Before their arrest, the Catholic nuns were illegally detained, harassed, and humiliated by Bajrang Dal’s Jyoti Sharma and her team, all in full view of the police, who stood by in silence.
🛑No FIR against Jyoti Sharma yet.
Is this democracy or mobocracy? https://t.co/JdUCnb19NY pic.twitter.com/UnGevvou2q
— Anti Christian Tracker Watch – ACT India ✝️ (@ACTWatchIndia) July 27, 2025
Why this incident, and why now?
India’s political and religious climate helps explain the sudden spotlight. The country, home to more than 1.4 billion people, is overwhelmingly Hindu (about 80%), with Christians forming a small 2.3% minority.
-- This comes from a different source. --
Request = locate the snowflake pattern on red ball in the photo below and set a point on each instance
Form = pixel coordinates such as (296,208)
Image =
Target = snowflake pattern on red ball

Yet recent years have seen a rise in religious polarization, especially as the BJP has pursued a vision of India grounded in “Hindutva”—a kind of cultural nationalism rooted in Hindu identity. Laws against religious conversions, promoted in various BJP-led states, have been criticized for enabling mob violence and making it easy to target religious minorities under the guise of protecting traditional values.
That dynamic has grown more tense since the 2024 national elections. While Modi secured a third term as prime minister, the BJP lost its parliamentary majority and now governs in a fragile coalition. This shift has emboldened opposition parties to push back against policies—and narratives—they say are eroding India’s pluralism. For them, the Durg incident is not an isolated case, but part of a dangerous trajectory.
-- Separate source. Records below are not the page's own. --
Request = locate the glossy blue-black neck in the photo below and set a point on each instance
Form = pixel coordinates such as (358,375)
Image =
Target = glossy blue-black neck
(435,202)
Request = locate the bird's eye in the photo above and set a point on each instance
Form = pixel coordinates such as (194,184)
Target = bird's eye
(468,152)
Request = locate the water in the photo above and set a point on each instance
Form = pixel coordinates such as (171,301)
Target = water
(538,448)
And indeed, there are precedents. In 2021, two nuns and two novices were detained in a similar episode at a railway station in Jhansi. In that case, police quickly concluded the accusations were baseless and released the group. But in Durg, the charges are far more serious, and the sisters remain in custody as of early August.
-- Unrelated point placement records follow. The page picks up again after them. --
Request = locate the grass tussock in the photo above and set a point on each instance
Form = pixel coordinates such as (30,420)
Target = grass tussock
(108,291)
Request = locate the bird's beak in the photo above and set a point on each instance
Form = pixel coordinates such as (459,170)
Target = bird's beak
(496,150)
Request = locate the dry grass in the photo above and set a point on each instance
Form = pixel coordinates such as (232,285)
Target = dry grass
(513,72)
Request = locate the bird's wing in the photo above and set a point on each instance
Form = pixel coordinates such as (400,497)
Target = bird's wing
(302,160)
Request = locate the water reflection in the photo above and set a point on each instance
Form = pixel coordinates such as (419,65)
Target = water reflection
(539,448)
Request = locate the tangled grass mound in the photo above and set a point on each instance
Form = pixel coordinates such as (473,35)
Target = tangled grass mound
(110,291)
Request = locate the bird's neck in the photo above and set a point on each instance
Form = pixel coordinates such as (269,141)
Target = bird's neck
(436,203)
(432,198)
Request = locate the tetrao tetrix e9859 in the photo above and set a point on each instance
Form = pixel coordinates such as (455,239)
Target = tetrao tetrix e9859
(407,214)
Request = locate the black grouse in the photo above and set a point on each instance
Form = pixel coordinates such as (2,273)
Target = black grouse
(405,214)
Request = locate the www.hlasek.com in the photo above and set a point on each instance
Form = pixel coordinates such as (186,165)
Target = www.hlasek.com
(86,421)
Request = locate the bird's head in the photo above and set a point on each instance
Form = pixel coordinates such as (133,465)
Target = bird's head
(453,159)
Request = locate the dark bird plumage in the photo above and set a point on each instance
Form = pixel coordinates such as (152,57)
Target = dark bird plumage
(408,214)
Caught in the middle is the Church. Keen to defend its own while avoiding further politicization, Catholic leaders are calling for due process, transparency, and above all, restraint. Their position is clear: this is not about politics or power, but about the dignity of individuals—especially religious women—who serve the country quietly in schools, hospitals, and missions, and who now face growing hostility.
Yet whether the Church can avoid being pulled deeper into the political maelstrom is uncertain. The BJP itself is feeling the pressure. Hoping to expand into states like Kerala ahead of the 2026 legislative elections, the party now finds itself forced to walk a delicate line. In an apparent move to contain the fallout, BJP leaders in Kerala distanced themselves from Bajrang Dal, labeling it an independent group whose actions don’t reflect official policy. Others in the party took a harder stance, claiming the sisters were engaged in trafficking and that their arrest was necessary to protect women from exploitation.
But without concrete evidence—and with public scrutiny intensifying—the Durg case has become more than a legal matter. It has become a moral one.
At its core, this incident raises uncomfortable questions: What does it mean to be a religious minority in India today? Can peaceful acts of service, long considered a hallmark of Catholic religious life, now be construed as subversive? And who gets to define the boundaries between belief, work, and public life?
For now, two nuns sit in a cell awaiting justice. But in the larger court of public conscience, their story has already stirred a reckoning that India’s leaders—both political and religious—can no longer ignore.